Step 02 — Rule-Based Planner + Executor

Goal

Turn a Query { projections, predicates } into a Plan { Pipeline[scan, *Filter, Project?] }, then execute it.

Why

Once a table has indexes, every predicate has at least two physical implementations: scan the whole heap and filter, or jump into the index. Picking the right one is what a planner does.
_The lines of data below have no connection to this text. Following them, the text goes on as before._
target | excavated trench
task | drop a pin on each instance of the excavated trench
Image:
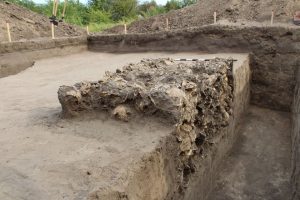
(220, 129)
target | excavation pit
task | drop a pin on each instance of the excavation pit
(95, 155)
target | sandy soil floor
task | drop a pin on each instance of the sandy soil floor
(259, 165)
(46, 157)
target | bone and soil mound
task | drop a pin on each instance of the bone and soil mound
(25, 24)
(196, 97)
(201, 13)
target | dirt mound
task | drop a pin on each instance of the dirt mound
(25, 24)
(201, 13)
(197, 96)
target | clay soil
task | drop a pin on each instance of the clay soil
(46, 157)
(26, 24)
(201, 13)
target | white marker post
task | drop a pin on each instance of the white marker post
(125, 28)
(167, 24)
(52, 31)
(8, 31)
(215, 17)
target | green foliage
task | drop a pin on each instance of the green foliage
(149, 9)
(173, 5)
(123, 9)
(102, 14)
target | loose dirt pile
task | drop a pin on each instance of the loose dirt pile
(25, 24)
(195, 96)
(201, 13)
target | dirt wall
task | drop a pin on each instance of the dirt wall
(296, 141)
(160, 175)
(18, 56)
(274, 53)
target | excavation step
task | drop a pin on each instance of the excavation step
(95, 156)
(259, 164)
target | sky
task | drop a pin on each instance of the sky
(161, 2)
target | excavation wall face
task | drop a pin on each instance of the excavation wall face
(296, 140)
(17, 56)
(274, 53)
(180, 167)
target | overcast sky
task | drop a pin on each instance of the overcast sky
(162, 2)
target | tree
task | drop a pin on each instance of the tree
(150, 8)
(124, 9)
(188, 2)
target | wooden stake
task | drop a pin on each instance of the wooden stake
(167, 24)
(56, 7)
(65, 6)
(52, 31)
(53, 9)
(215, 17)
(272, 18)
(87, 30)
(125, 28)
(8, 32)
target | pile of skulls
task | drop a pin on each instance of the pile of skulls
(197, 96)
Even a 10-line rule-based planner outperforms "always SeqScan" by orders of magnitude on selective queries, and it teaches the same vocabulary (selectivity, access path, predicate pushdown) you need for cost-based work later.

What to do

  1. Estimate per predicate (return None if not indexable):

    • Op::Ne → not indexable.
    • No index on the column → not indexable.
    • Op::Eqrows / distinct_keys.
    • Op::Lt / Le / Gt / Ge(rows + 2) / 3.
  2. Pick the lowest estimate (strict <, so earlier predicate wins ties — determinism matters).

  3. Build the Plan:

    • First child: IndexScan{col, op, val} if a predicate was chosen, else SeqScan{table_id: 0}.
    • Remaining predicates become Filter nodes in input order.
    • If projections is non-empty, append Project{cols}sort and dedupe the column list so the wire format is canonical.
  4. Execute the Plan (Volcano-style, but materialise at each operator for simplicity):

    • Scan emits all matching rows in (key, row-id) order.
    • Filter retains rows where eval_pred(row, predicate) is true.
    • Project rewrites each row to the requested column subset.
  5. IndexScan for each op:

    • Eq → fetch the single bucket (or empty).
    • Lt → iterate range(..val).
    • Le → iterate range(..=val).
    • Gt → iterate range(val+ε..).
    • Ge → iterate range(val..).
    • Within each bucket, emit row-ids in ascending order.

Acceptance

  • Given an indexed column and an Op::Eq predicate, the planner emits IndexScan, and the executor returns the matching rows in row-id order.
  • Given a non-indexable predicate (Op::Ne, or no index), the planner emits SeqScan and a Filter.
  • Given two predicates, the planner picks the one with the lower estimate; the other becomes a Filter.
  • Projections with duplicates (e.g. [2, 0, 2]) end up as [0, 2].

Common pitfalls

  • Forgetting to clone the predicate value when moving it into IndexScan — both the chosen and discarded predicates need a copy.
  • Using <= instead of < for tie-breaking — only < keeps the choice deterministic when two predicates tie.
  • Returning rows from Le (<=) by stopping at the first key greater than val instead of strictly greater — off-by-one on bounds.
  • Mutating the input Query.projections instead of cloning before sort / dedup.